SG Günzburg/Reisensburg
(A-Klasse Nordschwaben): 20 gemeldete Spieler, keine Frau. Es gibt Jugendarbeit, die Spielgemeinschaft ist aber nicht erfolgsverwöhnt. Bühler beobachtet, dass eher die Schulen von den Vereinen und deren jungen Schachspielern profitieren als umgekehrt. Dabei müssten die Schachklubs ein veritables Interesse daran haben, Schulen für ihr „königliches Spiel“zu gewinnen – und damit unter Umständen auch den Nachwuchs. „Wir müssen da definitiv mehr tun“, bemängelt er die zu geringe Aktivität von den Vereinen.
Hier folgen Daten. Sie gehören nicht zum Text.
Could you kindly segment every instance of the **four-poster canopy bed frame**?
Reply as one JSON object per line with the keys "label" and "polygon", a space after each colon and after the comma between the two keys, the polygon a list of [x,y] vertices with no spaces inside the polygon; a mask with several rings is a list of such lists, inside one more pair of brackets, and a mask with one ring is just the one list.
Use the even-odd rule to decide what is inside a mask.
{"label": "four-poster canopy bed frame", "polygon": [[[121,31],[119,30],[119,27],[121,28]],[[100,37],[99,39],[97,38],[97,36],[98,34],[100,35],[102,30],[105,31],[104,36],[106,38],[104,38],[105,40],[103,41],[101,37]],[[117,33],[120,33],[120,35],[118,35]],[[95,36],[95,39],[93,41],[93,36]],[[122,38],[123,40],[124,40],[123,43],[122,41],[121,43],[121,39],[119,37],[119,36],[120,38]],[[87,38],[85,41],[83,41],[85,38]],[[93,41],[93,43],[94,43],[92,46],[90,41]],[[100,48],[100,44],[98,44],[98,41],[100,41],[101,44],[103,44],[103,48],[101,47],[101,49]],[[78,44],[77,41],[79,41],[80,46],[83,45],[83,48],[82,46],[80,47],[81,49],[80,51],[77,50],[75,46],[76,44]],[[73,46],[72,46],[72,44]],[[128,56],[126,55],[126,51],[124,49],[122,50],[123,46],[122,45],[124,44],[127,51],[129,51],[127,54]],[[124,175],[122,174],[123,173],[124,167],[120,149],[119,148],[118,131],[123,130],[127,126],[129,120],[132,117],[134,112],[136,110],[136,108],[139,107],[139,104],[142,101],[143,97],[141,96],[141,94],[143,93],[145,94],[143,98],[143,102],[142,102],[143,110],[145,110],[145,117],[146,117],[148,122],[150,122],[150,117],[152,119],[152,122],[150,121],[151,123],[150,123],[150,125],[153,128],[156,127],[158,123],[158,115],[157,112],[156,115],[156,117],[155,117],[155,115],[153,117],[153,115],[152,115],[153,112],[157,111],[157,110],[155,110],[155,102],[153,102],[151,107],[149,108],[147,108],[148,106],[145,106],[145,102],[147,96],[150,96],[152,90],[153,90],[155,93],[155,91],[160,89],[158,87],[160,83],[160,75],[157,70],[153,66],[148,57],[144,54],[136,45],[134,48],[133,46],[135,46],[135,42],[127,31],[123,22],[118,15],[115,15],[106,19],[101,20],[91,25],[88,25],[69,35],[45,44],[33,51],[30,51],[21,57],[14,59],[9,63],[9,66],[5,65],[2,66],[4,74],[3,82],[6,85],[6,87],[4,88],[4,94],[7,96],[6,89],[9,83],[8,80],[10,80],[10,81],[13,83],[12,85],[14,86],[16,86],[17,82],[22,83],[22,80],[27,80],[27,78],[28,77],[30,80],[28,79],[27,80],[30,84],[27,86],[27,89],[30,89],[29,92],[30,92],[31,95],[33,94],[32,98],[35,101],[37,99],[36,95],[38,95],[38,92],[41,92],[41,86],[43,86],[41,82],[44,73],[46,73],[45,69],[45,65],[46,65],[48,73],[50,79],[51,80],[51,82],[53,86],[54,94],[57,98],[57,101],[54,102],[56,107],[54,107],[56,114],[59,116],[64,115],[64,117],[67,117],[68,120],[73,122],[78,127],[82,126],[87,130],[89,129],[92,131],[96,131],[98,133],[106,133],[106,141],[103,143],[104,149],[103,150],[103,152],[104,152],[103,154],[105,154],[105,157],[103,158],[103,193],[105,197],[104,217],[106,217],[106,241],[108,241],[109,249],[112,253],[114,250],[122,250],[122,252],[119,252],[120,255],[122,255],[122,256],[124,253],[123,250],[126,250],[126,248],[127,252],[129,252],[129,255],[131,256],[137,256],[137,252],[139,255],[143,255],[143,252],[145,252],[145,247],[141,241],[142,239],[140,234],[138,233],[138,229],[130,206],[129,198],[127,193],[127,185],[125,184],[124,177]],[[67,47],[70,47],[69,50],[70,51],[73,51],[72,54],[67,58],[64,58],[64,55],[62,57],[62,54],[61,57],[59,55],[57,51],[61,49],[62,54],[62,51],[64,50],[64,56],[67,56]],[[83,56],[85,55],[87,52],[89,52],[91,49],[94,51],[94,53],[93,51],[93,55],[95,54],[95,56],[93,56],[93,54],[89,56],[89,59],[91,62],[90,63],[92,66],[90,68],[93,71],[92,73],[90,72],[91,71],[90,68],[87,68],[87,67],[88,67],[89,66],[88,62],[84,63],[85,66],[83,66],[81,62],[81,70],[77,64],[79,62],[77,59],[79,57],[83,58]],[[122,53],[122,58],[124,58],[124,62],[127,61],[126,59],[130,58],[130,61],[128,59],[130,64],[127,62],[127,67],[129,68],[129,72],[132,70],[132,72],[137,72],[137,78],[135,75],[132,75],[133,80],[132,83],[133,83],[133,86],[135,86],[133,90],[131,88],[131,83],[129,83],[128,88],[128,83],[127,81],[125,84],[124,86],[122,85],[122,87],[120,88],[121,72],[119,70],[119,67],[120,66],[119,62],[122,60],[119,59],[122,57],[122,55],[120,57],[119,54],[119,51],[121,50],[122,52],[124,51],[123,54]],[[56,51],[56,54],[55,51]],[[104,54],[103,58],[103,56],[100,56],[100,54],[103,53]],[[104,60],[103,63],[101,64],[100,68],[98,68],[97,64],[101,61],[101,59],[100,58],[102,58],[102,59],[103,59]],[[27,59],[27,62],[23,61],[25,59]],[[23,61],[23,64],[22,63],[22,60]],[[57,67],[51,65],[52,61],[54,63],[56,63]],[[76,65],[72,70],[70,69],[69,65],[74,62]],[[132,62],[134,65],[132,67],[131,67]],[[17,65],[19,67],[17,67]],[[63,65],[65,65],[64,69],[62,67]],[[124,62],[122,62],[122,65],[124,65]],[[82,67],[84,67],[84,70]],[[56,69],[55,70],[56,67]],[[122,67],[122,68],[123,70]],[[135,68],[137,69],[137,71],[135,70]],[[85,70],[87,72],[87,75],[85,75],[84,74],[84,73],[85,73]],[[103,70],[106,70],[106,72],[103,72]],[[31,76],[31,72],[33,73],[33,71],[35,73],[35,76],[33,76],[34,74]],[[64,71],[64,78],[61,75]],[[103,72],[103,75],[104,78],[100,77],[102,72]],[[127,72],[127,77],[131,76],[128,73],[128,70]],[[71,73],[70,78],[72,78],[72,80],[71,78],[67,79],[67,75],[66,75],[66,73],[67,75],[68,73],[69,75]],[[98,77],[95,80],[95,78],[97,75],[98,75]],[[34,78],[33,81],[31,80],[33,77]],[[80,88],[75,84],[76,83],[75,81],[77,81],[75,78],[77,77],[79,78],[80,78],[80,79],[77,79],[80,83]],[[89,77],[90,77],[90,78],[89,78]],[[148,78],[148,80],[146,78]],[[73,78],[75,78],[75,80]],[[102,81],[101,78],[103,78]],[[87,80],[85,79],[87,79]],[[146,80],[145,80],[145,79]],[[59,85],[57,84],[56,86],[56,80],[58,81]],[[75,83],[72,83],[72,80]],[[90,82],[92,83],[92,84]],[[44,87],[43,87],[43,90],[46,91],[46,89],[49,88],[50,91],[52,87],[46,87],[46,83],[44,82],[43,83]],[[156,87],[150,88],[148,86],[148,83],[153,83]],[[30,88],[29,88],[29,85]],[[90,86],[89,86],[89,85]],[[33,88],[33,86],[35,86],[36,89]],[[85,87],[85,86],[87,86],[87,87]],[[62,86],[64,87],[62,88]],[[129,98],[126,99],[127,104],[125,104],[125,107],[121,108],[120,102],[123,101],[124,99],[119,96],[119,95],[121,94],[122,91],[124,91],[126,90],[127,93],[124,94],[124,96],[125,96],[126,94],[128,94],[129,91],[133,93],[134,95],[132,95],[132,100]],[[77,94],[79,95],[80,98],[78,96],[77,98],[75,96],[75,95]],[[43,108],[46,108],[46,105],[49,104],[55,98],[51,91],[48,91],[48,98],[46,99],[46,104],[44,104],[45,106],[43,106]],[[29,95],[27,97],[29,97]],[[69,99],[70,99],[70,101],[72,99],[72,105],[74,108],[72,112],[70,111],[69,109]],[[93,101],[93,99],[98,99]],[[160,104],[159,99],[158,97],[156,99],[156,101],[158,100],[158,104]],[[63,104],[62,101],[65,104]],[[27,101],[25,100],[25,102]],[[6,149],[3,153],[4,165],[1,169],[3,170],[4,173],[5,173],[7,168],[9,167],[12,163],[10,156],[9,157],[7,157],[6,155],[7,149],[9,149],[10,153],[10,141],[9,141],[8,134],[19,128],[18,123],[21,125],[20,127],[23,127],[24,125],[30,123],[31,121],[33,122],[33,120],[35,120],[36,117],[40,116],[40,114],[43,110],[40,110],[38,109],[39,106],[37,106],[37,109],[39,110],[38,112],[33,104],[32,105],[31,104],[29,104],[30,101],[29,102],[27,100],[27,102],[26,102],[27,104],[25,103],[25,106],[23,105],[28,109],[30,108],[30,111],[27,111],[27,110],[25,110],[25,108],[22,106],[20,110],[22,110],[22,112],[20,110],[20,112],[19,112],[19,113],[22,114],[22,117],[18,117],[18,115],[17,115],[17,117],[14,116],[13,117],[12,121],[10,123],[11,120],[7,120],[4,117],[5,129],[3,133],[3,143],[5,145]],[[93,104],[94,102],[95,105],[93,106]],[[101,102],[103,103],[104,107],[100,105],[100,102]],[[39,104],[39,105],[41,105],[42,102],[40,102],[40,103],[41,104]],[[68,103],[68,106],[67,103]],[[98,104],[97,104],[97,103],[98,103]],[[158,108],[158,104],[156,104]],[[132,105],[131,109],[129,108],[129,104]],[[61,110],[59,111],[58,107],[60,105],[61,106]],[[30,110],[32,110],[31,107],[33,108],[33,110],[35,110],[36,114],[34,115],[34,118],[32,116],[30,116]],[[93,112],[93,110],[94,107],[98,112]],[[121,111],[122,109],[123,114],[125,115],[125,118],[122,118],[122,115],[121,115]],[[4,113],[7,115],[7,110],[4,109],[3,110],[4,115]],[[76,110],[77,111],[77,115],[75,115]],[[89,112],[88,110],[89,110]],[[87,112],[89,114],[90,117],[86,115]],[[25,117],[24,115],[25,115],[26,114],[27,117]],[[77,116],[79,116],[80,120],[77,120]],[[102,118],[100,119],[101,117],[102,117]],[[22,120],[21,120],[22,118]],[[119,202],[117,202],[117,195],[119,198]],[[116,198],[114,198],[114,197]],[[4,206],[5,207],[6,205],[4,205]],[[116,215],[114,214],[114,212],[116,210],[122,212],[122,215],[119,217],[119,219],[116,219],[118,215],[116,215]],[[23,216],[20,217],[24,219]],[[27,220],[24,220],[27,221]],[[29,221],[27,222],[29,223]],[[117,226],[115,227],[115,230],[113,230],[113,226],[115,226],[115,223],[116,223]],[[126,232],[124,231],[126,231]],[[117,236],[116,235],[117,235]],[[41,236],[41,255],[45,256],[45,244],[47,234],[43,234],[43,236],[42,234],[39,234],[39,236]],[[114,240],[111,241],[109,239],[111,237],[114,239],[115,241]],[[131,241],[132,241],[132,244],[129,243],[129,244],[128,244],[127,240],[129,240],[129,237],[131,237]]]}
Dass Schulen auch etwas davon haben, belegt eine Studie der Universität Trier, die Gymnasiallehrer Helmschrott recht gibt. Dort wurnur den bei entsprechenden Schulversuchen „eine signifikante Verbesserung des Wahrnehmungsvermögens und der Konzentration vor allem bei den leistungsschwachen Schülern“nachgewiesen. In einer weiteren Klasse sprach man sogar von einem „signifikanten Intelligenzanstieg“. Dass Schachspieler kluge Leute sind, wusste man ja schon vorher. Dank der neuen Medien ist Experten zufolge sogar noch eine weitere Steigerung denkbar.
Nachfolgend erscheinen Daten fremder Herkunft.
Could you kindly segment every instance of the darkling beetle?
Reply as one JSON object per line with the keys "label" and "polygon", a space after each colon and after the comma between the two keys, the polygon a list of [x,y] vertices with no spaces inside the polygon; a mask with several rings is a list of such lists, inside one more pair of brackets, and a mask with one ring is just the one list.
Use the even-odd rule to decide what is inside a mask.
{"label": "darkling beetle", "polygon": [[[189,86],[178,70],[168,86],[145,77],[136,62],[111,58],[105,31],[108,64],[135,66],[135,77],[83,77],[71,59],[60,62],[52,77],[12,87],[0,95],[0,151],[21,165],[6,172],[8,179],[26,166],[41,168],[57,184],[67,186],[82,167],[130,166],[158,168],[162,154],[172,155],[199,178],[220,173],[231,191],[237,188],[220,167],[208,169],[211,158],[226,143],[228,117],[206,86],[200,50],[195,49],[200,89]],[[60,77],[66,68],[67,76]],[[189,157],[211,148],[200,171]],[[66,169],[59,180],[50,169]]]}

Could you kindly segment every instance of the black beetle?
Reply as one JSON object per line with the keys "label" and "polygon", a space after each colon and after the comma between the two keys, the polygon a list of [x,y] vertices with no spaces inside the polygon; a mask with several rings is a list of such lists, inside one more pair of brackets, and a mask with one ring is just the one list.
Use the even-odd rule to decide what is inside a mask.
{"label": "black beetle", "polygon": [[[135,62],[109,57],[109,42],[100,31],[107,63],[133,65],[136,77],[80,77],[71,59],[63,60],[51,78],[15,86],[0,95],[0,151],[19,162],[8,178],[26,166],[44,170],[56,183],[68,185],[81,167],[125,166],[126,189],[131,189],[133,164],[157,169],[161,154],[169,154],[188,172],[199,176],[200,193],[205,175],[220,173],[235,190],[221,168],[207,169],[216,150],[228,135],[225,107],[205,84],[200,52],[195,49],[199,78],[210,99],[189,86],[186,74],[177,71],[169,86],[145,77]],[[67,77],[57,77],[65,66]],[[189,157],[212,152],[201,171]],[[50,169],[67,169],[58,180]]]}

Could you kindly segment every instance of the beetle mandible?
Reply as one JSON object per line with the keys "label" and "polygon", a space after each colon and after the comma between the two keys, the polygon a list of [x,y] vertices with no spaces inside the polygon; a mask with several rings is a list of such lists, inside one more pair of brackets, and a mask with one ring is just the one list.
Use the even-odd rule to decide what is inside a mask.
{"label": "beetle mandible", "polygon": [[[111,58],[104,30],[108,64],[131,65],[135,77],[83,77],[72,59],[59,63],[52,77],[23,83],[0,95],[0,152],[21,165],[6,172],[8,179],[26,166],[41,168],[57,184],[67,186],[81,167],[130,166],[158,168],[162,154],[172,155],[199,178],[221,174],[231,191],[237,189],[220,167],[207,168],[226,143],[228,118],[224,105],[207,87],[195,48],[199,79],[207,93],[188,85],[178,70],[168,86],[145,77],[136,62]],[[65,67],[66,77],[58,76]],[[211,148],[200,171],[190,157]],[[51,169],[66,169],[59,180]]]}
Ohne Rechner geht heute auch beim Kopfduell gar nichts. Damit können junge Talente in Windeseile zehntausende Partien spielen und wichtige Muster einüben. Dinge, die man sich früher mit Büchern und echten Begegnungen aneignen musste. Mancher Schachfunktionär ärgert sich über die unbegrenzt scheinenden Möglichkeiten der Technik. Denn die haben zuweilen den Nebeneffekt, dass das Training im Verein gar nicht mehr für so wichtig genommen wird, um sich auf ein Ligaspiel vorzubereiten. Partien können auch zu Hause gegen den Computer gespielt werden. Darunter leidet dann wiederum das Vereinsleben, das auch abseits der Schachbretter stattfindet.